From: Jonathan Cameron <Jonathan.Cameron@huawei.com>
To: Dave Jiang <dave.jiang@intel.com>
Cc: <linux-cxl@vger.kernel.org>, <alison.schofield@intel.com>,
<vishal.l.verma@intel.com>, <bwidawsk@kernel.org>,
<dan.j.williams@intel.com>, <shiju.jose@huawei.com>,
<rrichter@amd.com>
Subject: Re: [PATCH RFC v2 0/9] cxl/pci: Add fundamental error handling
Date: Thu, 3 Nov 2022 13:27:20 +0000 [thread overview]
Message-ID: <20221103132720.000051bb@huawei.com> (raw)
In-Reply-To: <20221103125851.00000ce9@huawei.com>
On Thu, 3 Nov 2022 12:58:51 +0000
Jonathan Cameron <Jonathan.Cameron@huawei.com> wrote:
> On Mon, 24 Oct 2022 17:01:02 +0100
> Jonathan Cameron <Jonathan.Cameron@huawei.com> wrote:
>
> > On Wed, 19 Oct 2022 10:38:13 -0700
> > Dave Jiang <dave.jiang@intel.com> wrote:
> >
> > > On 10/19/2022 10:30 AM, Jonathan Cameron wrote:
> > > > On Tue, 11 Oct 2022 18:19:15 +0100
> > > > Jonathan Cameron <Jonathan.Cameron@huawei.com> wrote:
> > > >
> > > >> On Tue, 11 Oct 2022 08:18:34 -0700
> > > >> Dave Jiang <dave.jiang@intel.com> wrote:
> > > >>
> > > >>> On 10/11/2022 7:17 AM, Jonathan Cameron wrote:
> > > >>>> On Fri, 16 Sep 2022 16:10:53 -0700
> > > >>>> Dave Jiang <dave.jiang@intel.com> wrote:
> > > >>>>
> > > >>>>> Series set to RFC since there's no means to test.
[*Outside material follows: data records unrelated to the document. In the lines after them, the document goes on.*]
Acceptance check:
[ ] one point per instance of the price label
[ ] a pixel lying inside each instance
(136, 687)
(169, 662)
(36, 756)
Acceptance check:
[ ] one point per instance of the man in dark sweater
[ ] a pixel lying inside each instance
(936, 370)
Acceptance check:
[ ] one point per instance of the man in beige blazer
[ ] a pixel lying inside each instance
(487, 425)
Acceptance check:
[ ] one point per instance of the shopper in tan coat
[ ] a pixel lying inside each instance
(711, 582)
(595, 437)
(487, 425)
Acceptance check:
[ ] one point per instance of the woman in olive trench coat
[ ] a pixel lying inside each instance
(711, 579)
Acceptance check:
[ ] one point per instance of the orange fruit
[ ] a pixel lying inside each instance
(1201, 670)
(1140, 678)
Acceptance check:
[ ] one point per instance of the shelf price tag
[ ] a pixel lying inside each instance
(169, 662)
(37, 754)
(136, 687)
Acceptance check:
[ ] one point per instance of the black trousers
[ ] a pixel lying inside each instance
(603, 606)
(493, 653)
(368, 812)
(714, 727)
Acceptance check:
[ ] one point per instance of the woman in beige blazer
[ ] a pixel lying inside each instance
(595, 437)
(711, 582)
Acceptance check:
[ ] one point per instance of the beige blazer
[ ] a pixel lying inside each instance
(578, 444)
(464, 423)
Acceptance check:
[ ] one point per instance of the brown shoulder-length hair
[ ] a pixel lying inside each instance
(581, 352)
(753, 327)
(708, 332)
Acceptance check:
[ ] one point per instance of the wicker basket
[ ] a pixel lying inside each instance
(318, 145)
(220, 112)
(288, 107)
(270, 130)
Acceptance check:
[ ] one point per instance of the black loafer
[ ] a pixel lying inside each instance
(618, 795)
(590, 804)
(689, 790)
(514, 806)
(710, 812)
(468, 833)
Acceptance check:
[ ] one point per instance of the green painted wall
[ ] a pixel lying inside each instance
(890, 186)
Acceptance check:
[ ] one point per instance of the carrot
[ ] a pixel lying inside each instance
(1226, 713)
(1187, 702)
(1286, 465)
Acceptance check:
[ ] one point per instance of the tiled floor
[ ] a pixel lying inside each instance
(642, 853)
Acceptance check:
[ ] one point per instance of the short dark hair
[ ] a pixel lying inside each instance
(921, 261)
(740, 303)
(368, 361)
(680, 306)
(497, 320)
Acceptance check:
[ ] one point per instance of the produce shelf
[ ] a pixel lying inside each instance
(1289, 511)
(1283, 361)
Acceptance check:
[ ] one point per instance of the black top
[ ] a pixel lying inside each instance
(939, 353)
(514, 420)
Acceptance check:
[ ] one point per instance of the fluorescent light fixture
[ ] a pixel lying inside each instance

Would like to get opinion
> > > >>>>> on whether going with using trace events as reporting mechanism is ok.
> > > >>>>>
> > > >>>>> Jonathan,
> > > >>>>> We currently don't have any ways to test AER events. Do you have any plans
> > > >>>>> to support AER events via QEMU emulation?
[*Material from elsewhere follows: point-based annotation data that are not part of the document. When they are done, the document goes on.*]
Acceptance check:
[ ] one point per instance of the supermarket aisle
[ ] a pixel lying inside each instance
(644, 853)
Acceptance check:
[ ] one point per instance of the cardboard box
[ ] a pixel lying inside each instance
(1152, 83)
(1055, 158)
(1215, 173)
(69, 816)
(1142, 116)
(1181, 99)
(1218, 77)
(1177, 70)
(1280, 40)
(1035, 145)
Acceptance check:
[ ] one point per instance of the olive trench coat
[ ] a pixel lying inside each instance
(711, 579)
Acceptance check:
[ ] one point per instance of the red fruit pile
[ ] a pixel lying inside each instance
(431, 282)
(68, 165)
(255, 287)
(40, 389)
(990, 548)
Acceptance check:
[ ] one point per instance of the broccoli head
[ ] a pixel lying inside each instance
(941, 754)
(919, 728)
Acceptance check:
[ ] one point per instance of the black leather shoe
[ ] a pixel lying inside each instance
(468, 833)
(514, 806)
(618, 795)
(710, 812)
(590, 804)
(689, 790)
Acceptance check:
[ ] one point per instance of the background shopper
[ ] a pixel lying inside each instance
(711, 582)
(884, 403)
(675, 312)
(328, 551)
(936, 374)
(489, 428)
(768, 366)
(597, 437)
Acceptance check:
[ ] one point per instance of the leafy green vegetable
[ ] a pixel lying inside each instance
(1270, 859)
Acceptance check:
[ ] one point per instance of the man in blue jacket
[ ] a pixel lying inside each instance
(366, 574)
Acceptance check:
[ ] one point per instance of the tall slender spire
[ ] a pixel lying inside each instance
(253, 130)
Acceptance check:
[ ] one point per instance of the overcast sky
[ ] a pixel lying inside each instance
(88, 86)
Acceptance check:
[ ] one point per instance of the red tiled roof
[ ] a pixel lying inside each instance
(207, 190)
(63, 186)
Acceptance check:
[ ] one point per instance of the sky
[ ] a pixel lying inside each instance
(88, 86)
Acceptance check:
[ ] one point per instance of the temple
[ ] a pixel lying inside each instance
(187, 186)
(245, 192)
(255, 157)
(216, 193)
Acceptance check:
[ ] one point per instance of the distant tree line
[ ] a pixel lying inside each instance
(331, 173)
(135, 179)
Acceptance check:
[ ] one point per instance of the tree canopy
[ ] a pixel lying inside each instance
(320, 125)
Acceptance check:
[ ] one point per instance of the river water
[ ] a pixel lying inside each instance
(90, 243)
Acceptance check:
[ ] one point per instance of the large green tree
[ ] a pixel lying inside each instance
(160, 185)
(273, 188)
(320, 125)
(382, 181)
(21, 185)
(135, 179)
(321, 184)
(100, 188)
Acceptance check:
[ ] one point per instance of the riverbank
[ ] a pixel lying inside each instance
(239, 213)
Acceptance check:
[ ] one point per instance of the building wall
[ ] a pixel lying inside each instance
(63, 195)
> > > >>>> Sorry - missed this entirely as gotten a bit behind reading CXL emails.
> > > > Hi Dave,
> > > >
> > > > Quick update.
> > > >
> > > > Working QEMU emulation - but needs some/lots of cleanup. Particularly fun was
> > > > figuring out why I wasn't getting messages past the upstream switch port.
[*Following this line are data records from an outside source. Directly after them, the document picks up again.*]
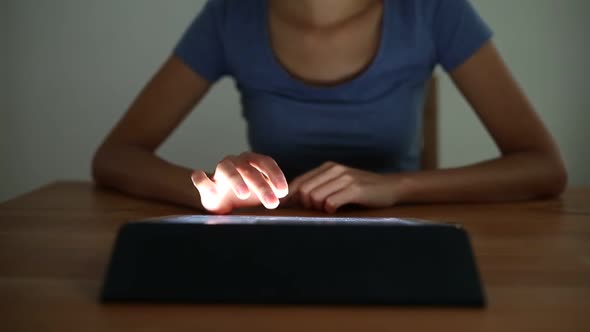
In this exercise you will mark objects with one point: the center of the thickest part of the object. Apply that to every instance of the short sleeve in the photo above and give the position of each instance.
(201, 46)
(459, 31)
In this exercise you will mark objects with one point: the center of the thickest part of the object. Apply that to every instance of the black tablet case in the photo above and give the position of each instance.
(388, 264)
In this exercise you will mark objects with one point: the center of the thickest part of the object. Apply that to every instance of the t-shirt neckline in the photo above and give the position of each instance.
(349, 84)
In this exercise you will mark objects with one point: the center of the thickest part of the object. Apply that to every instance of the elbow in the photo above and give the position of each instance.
(555, 179)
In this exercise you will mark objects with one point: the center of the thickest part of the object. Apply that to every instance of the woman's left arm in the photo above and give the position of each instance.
(530, 165)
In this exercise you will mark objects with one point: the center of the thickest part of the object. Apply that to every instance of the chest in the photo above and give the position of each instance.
(327, 56)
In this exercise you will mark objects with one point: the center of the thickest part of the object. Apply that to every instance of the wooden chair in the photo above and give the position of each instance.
(430, 127)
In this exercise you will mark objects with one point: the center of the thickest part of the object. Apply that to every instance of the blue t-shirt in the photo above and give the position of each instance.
(371, 122)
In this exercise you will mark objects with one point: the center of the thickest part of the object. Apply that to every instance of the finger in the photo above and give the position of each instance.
(259, 186)
(319, 195)
(227, 175)
(272, 171)
(207, 190)
(348, 195)
(296, 183)
(330, 173)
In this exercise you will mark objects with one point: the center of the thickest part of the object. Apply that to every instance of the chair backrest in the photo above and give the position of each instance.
(430, 127)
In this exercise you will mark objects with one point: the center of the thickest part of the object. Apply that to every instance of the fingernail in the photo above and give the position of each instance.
(270, 198)
(243, 190)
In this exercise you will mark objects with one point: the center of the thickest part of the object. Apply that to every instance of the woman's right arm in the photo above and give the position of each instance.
(126, 160)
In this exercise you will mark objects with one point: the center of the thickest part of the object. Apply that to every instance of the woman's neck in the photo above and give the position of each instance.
(320, 13)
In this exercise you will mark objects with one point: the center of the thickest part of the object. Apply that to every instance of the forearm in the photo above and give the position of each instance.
(141, 173)
(518, 176)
> > > > Turned out the serial number ECAP was on top of the AER ECAP. Oops - thankfully
> > > > that patch isn't upstream yet.
> > > > Also QEMU AER rooting seems to be based on some older PCIE spec
> > > > so needed some tweaks to get the device to actually issue ERR_FATAL etc.
> > > >
> > > > Anyhow, should have something you can play with in a day or two.
> > >
> > > Awesome! Thanks! :)
> >
> > Took a little longer than expected..
> >
> > Anyhow, now at
> > https://gitlab.com/jic23/qemu/-/commits/cxl-2022-10-24
> >
> > That tree is carrying far too many things right now for it make much sense
> > to me to email this to qemu-devel - though I may pull
> > hw/pci/aer: Add missing routing for AER errors
> > out in advance as that's closing a spec different between QEMU emulation of AER
> > and what the PCI spec says.
> >
> > Hopefully set of out of tree patches will start to shrink soon - v9 of the DOE
> > patches have been on list for a week or so.
> >
> > Top patch includes a very short 'how to' in patch description. Basically fire
> > up QMP: Add something like -qmp tcp:localhost:444,server=on,wait=off to your
> > qemu commandline and use commands like:
> >
> > { "execute": "qmp_capabilities" }
> > ...
> > { "execute": "cxl-inject-uncorrectable-error",
> > "arguments": {
> > "path": "/machine/peripheral/cxl-pmem0",
> > "type": "cache-address-parity",
> > "header": [ 3, 4]
> > } }
> > ...
> > { "execute": "cxl-inject-correctable-error",
> > "arguments": {
> > "path": "/machine/peripheral/cxl-pmem0",
> > "type": "physical",
> > "header": [ 3, 4]
> > } }
> >
>
> So Dave reported that this wasn't working on x86 qemu machines.
>
> A fun bit of debugging later (I hate AML) and I think I have find the issue +
> have a hack to workaround it for now.
>
> So need some background.
> 1) CXL code is based on QEMU's pci expander bridge root bridge - there is a complex
> bit of handling to create appropriate ACPI DSDT magic.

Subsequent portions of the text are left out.